Second A.B. Nor me neither. But bless yer they gets their foot in in everything now; tennis, and golf, and rowing and cetrer. And if you let ’em in at all, for your own pleasure, I don’t quite see how you’re going to draw the line arbitrary like just where it suits you, as the Grand Old Slogger seems to fancy.
First A.B. No; and, if you ask me, I say they won’t stand it, even from him. “No,” says they, “fair’s fair,” they says. “All very well to treat us like volunteer scouts at a country game, or at the nets, returning the balls whilst you slog and show off. But when we want to put on the gloves and pads, and take a hand at the bat in a businesslike way, you boggle, and hint that it’s degrading, unsexing, and all that stuff.”
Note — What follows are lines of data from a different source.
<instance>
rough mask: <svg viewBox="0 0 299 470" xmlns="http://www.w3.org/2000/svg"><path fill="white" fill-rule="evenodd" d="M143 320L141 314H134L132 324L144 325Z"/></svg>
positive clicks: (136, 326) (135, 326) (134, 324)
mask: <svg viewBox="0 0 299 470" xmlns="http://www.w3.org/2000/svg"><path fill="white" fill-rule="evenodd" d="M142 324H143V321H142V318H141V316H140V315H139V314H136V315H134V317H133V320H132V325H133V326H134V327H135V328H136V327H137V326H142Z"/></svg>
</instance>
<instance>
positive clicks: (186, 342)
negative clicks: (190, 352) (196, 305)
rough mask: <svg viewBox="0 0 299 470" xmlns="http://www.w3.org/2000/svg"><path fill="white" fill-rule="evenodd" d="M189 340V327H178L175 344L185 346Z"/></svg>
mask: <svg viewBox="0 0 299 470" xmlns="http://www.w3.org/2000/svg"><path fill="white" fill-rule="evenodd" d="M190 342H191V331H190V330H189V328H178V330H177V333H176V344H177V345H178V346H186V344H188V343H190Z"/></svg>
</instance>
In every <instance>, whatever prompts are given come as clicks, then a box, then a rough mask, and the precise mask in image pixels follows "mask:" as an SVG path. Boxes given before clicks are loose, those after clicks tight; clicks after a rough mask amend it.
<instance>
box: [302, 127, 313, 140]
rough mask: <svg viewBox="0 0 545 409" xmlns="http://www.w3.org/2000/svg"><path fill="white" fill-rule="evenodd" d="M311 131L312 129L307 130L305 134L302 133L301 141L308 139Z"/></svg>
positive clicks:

Second A.B. Ah, that won’t wash. If it unsexes ’em to bat, it unsexes ’em to scout. And if the old cricketing gang didn’t want the Ladies between wickets, why, they shouldn’t have let em into the field, I say. Strikes me Lady CARLISLE’ll show ’em a thing or two. That “operative mandatory resolution” of hers means mischief—after the next big match anyhow. “Ladies wait, and wait a bit more, wait in truth till the day after to-morrow.” Yes; but they won’t wait for ever.
First A.B. Not they. Why, look yonder! There’s one of ’em in full fig. Lady-Cricketer from cap to shoes—short skirt, knickers, belt, blouse, gloves, and all the rest of it. D’ye think that sort means volunteer scouting only? Not a bit of it. Mean playing the game, Sir, and having regular teams of their own.